Scenario 1: Your company just spent $137,000 on the development of a Web site by an outside contractor. Pride of ownership is evident throughout the site. But who owns it?
The outside contractor may own your site. Check the Web site development agreement entered into with the contractor. Does it specifically provide for your ownership of the site, its “look and feel,” programming code, software modules, images and text? Ownership of these rights is critical to your ability to use the site as a means of distinguishing your goods and services from the goods and services of others.
Scenario 2: Your company receives a “cease and desist” letter from a company whose Web address appears on your site as a “link.” Must the link be removed?
Maybe. The recent settlement of cases involving “linking” and “framing” leaves it unclear how such cases will be resolved in the future. Obtain a license from any site to which your company desires to link.

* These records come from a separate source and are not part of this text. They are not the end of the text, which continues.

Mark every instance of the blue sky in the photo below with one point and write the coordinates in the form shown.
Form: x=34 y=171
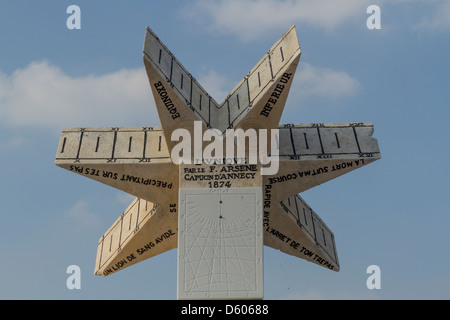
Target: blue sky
x=393 y=213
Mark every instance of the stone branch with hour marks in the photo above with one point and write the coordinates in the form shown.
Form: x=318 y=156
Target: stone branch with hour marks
x=220 y=209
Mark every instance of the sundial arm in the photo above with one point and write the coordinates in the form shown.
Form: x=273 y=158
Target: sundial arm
x=134 y=160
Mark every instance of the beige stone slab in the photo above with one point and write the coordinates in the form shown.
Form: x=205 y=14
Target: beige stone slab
x=292 y=227
x=219 y=176
x=185 y=93
x=141 y=232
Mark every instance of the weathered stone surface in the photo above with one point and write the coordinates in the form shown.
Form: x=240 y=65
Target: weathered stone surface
x=218 y=210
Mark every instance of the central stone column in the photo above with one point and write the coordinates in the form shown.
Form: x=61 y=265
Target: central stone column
x=220 y=232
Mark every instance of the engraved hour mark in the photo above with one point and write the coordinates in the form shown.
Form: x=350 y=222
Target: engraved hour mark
x=64 y=144
x=337 y=140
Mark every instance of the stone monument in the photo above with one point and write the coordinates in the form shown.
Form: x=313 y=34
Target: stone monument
x=201 y=188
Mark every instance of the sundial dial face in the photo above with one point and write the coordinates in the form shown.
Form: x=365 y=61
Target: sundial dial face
x=218 y=208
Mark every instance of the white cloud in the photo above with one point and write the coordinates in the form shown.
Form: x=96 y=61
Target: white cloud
x=250 y=19
x=42 y=95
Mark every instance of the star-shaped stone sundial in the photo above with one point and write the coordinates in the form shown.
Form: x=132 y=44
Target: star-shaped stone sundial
x=217 y=208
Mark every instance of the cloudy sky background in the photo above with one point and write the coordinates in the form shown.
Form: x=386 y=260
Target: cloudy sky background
x=393 y=213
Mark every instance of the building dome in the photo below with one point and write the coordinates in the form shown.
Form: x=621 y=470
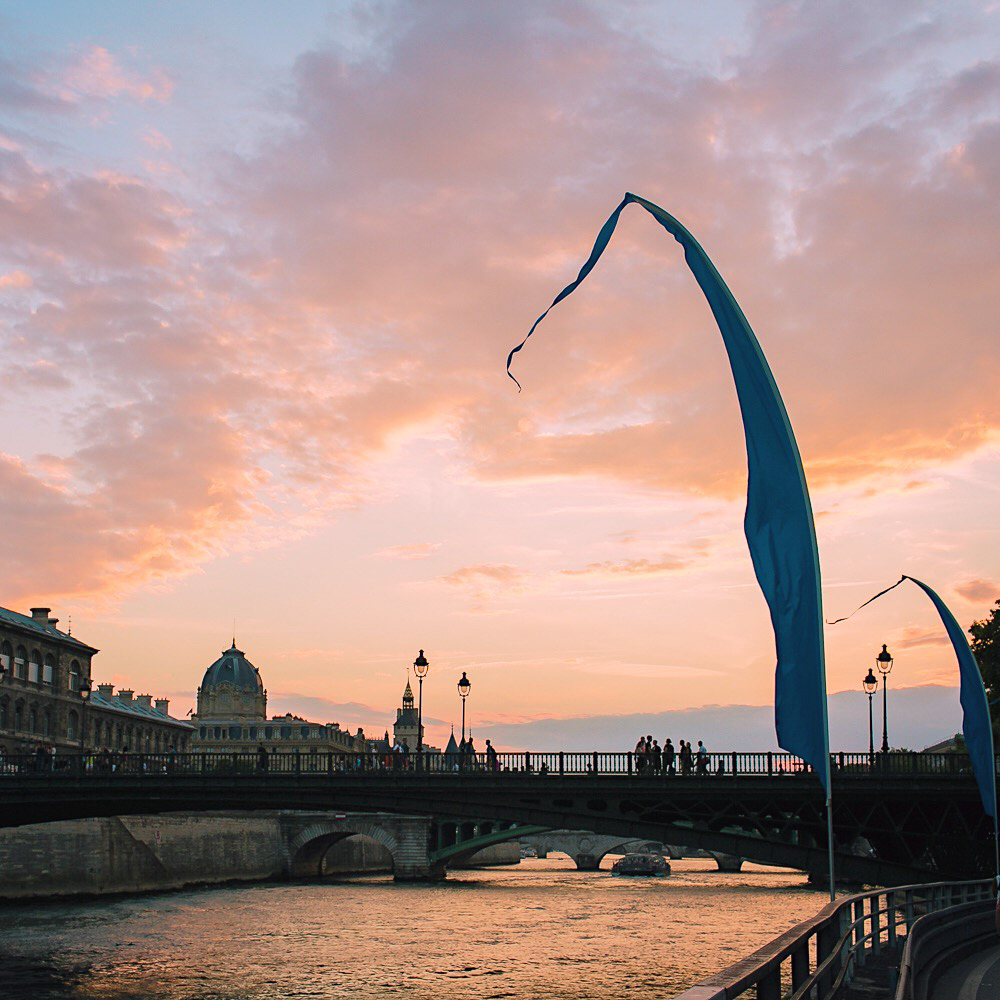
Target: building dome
x=232 y=689
x=234 y=670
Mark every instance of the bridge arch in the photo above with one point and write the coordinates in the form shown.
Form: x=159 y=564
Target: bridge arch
x=305 y=851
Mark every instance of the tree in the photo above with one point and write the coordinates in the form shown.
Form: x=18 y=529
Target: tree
x=986 y=647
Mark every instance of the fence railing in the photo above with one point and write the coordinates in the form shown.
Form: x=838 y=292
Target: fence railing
x=819 y=958
x=738 y=764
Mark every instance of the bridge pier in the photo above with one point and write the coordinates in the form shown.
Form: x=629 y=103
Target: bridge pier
x=307 y=837
x=727 y=862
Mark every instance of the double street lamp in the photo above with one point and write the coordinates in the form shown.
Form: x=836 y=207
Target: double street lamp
x=884 y=663
x=464 y=687
x=420 y=668
x=84 y=692
x=870 y=684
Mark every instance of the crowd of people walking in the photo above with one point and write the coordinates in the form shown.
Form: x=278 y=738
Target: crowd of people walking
x=651 y=758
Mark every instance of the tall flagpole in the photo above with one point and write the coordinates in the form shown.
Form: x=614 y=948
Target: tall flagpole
x=779 y=525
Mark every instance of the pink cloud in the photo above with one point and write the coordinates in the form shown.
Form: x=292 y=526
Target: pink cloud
x=415 y=550
x=630 y=567
x=237 y=358
x=978 y=590
x=98 y=73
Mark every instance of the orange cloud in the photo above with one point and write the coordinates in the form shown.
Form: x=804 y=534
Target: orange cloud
x=99 y=74
x=416 y=550
x=630 y=567
x=978 y=590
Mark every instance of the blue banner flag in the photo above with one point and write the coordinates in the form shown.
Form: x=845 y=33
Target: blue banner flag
x=976 y=727
x=779 y=525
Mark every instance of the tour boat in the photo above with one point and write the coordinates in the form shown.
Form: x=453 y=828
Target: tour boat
x=641 y=864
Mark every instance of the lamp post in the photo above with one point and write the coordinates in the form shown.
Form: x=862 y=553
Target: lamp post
x=420 y=668
x=464 y=687
x=84 y=692
x=870 y=684
x=884 y=663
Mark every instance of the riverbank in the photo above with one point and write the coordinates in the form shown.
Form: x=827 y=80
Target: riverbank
x=136 y=854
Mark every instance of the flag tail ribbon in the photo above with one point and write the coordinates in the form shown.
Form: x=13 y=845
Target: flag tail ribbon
x=779 y=522
x=837 y=621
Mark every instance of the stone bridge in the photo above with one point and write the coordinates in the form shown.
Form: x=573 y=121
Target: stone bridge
x=587 y=849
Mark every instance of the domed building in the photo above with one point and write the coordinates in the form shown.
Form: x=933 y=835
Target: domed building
x=232 y=689
x=232 y=716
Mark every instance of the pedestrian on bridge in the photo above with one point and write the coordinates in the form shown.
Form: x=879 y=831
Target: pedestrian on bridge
x=669 y=757
x=702 y=759
x=686 y=758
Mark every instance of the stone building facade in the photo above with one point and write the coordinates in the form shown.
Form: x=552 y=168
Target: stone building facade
x=42 y=673
x=47 y=696
x=133 y=722
x=232 y=716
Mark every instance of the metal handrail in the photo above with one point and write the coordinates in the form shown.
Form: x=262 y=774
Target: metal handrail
x=731 y=764
x=835 y=943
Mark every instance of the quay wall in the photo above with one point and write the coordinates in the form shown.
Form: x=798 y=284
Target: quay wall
x=137 y=854
x=128 y=854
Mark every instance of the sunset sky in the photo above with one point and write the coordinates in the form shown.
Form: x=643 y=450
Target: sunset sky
x=262 y=264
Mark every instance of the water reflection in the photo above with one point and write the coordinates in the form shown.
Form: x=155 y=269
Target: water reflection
x=538 y=930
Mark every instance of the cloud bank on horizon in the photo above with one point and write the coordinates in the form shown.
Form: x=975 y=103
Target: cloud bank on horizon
x=257 y=285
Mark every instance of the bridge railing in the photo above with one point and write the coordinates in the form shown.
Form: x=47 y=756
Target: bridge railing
x=732 y=764
x=820 y=957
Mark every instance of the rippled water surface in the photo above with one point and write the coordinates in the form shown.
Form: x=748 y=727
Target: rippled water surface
x=537 y=930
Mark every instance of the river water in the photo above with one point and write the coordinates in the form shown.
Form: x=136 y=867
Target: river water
x=537 y=930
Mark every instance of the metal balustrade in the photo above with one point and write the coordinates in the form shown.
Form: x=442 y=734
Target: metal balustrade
x=733 y=764
x=821 y=957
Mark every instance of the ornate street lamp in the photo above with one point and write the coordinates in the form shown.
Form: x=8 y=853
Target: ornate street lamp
x=464 y=687
x=870 y=684
x=420 y=668
x=84 y=693
x=884 y=663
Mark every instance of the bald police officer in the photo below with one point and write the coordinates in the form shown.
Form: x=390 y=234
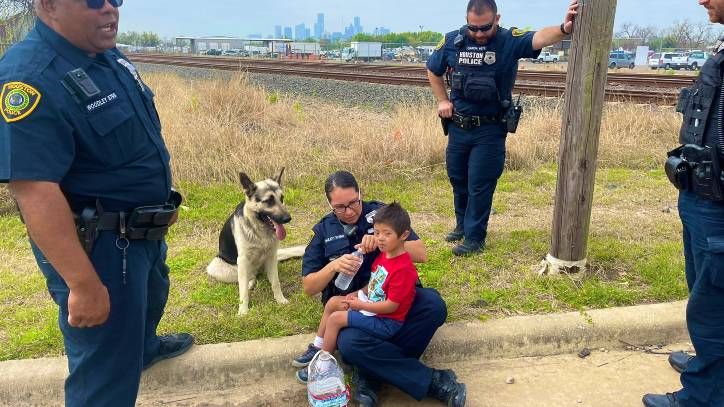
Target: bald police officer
x=695 y=168
x=81 y=146
x=481 y=60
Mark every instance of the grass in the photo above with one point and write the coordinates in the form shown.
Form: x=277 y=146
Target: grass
x=634 y=248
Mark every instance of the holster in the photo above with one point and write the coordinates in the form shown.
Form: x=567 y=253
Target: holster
x=87 y=228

Scenario 3: Your company’s site includes a “Kids Corner” and an interactive contest for a trip for two to the Caribbean. The Federal Trade Commission (FTC) sends a notice of violation to the company. What’s wrong?
Web site operators must comply with rules governing children and sweepstakes. The Children’s Online Privacy Protection Act applies to Web sites geared towards children or those who collect information from children under the age of 13. Online sweepstakes are also subject to rules concerning purchase requirements and methods of entry.